Figure 1: Axial 3D IR fast SPGR post-contrast images show interval increase in size in a metastatic lesion in the left cerebellar white matter from 1.3 cm x 1.7 cm x 1.7 cm (SAT) (Figure 1a) to 1.6 cm x 1.8 cm x 2.3 cm (SAT) 3 months later (Figure 1b).

Figure 2: The left cerebellar mass that was resected on pathologic review was chronic, non-neoplastic and histopathically consistent with radionecrosis. 

Figure 2a: 1 20x magnification. Figure 2b: 40x magnification, and Figure 2c:100x magnification.


Breast cancer brain metastases (BCBM) are common in patients with advanced stage disease and observed in 10-30% of patients with metastatic breast cancer. BCBM are more common in the HER2+ and triple negative subtypes of breast cancer and about 25% of HER2+ metastatic breast cancer patients will develop brain metastasis. Most breast cancer therapies fail to penetrate the blood-brain barrier (BBB), allowing tumor recurrence in the brain [1]. In a study of 222 consecutive patients with breast cancer, the median survival of patients presenting with metastatic brain lesions with HER2+ primary breast cancer without treatment, after chemotherapy, and adjuvant chemotherapy with targeted therapy was 3, 8, and 11 months respectively [2].

Pseudo-progression has previously been reported with use of radiation and tDM-1. We report a patient with extensive metastatic disease including BCBM. This patient was placed on tDM-1 and appeared to have progression of the BCBM on brain MRI. The BCBM were surgically resected and found to be pure radio-necrosis with no neoplasm present. Diagnosis of cancer progression is challenging and we report this rare case of pseudo-progression of BCBM due to treatment with tDM-1.

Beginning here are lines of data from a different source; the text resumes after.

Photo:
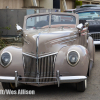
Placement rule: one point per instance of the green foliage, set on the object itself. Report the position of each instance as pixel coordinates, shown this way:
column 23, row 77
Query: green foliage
column 78, row 3
column 3, row 42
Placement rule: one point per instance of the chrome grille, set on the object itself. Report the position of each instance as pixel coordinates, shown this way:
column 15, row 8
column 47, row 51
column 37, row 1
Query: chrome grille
column 46, row 67
column 95, row 36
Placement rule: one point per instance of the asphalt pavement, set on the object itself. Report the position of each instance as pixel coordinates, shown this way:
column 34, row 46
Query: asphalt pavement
column 65, row 91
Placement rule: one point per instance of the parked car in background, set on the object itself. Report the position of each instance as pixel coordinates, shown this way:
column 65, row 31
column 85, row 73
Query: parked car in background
column 70, row 11
column 55, row 51
column 92, row 16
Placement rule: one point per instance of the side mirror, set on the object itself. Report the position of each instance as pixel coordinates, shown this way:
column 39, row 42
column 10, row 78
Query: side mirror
column 86, row 24
column 80, row 26
column 19, row 29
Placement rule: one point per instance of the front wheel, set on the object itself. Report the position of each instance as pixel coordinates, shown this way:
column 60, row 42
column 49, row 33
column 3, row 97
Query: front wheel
column 81, row 86
column 8, row 86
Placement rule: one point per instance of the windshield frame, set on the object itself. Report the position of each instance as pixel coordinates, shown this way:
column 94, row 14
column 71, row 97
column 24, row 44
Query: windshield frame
column 50, row 14
column 87, row 11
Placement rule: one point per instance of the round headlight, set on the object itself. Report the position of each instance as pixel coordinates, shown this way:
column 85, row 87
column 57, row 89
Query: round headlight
column 73, row 58
column 6, row 59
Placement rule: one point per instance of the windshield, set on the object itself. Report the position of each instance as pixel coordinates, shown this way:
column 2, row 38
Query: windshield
column 37, row 22
column 63, row 19
column 89, row 15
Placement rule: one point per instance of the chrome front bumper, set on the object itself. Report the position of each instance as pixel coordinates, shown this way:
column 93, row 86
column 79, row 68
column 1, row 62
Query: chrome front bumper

Radiation therapy is an important modality used in the treatment of patients with metastatic brain disease and post radiation treatment includes serial MRI analysis. Little is known about radio necrosis after radiotherapy and data on actual risk in the population of treated patients is scarce. Patients receiving radiotherapy for brain tumors can present clinically with apparent increasing tumor development that could suggest progression of disease, yet it could also be attributed to edema and necrosis in the tumor bed with no tumor present. Important disease management decisions can be complicated by any change in patient’s MRI that could suggest disease progression when, in fact, the change could be due to radiation induced injury [3]. In 1990 MacDonald et al. [4] defined criteria for evaluating response to treatment in disease progression which included variations in tumor enhancing area, neurological function, steroid usage and other important factors [4]. More recently, in 2010, a RANO working group published an updated versionto this criteria for MRI that defined treatment responses and criteria that included T-1 gadolinium enhancing disease, T2/Flair changes, new lesions, corticosteroid usage, clinical status, and requirement for proper responses [5]. However, even with all these guidelines, it is still difficult to differentiate radio necrosis from tumor reoccurrence radio logically.

It has been long documented that pseudo progression after concomitant radio-chemotherapy is possible in patients undergoing brain cancer treatment. In 1979, Hoffman et al. [6] described a subset of patients treated with radio therapy and concurrent chemotherapeutics for brain cancer. After 8 weeks, 49% of patients had deterioration of condition that was strongly suggestive of worsening disease however, 28% of these cases improved without change in chemotherapy [6]. Rubin et al. [7] suggests that any radio-chemotherapy and previous irradiation can increase risk of radio necrosis [7]. It has been further documented that the addition of chemotherapy to radiation therapy can have a cumulative effect on the development of radio necrosis with a direct relationship to radiation dose, treatment duration, and irritated brain volume [7,8].

Pseudo progression can appear for several weeks or months following the treatment and then can spontaneously disappear without change in treatment. This could be due to a transient interruption of myelin synthesis as a secondary injury of oligodendrocytes [9] Radio necrosis is a more severe effect and may appear several months following concomitant treatment and be accompanied with mass effect and neurological dysfunction [3]. It is believed that this radiation injury is due to the fact that oligodendrocytes, epithelial cells, and neuronal precursors are sensitive to radiation. Cells of the CNS will then go through apoptotic mediated cell death after injury mediated largely by the amount of radiation damage received to the area [10,11]. Vascular damage is also present in radio damaged CNS and can initiate necrosis [12]. VEGF leads to small vessel permeability with cerebral edema and recent data has shown that the degree of VEGF was found to be associated with radiation necrosis [13]. Two recent studies have also shown that radiation can damage the BBB when tumor necrosis factor-alpha (TNF-α) produces disruption and that anti-TNF-α treatment can reduce damage in irradiated mice [9,14]. It is possible that after combination treatment of chemotherapy and radiation, the BBB remains permeable to allow gadolinium through to falsely report a disease that is larger than it actually is and that radiation damaged injured the cells of the CNS drastically enough to induce apoptosis and cell death after treatment.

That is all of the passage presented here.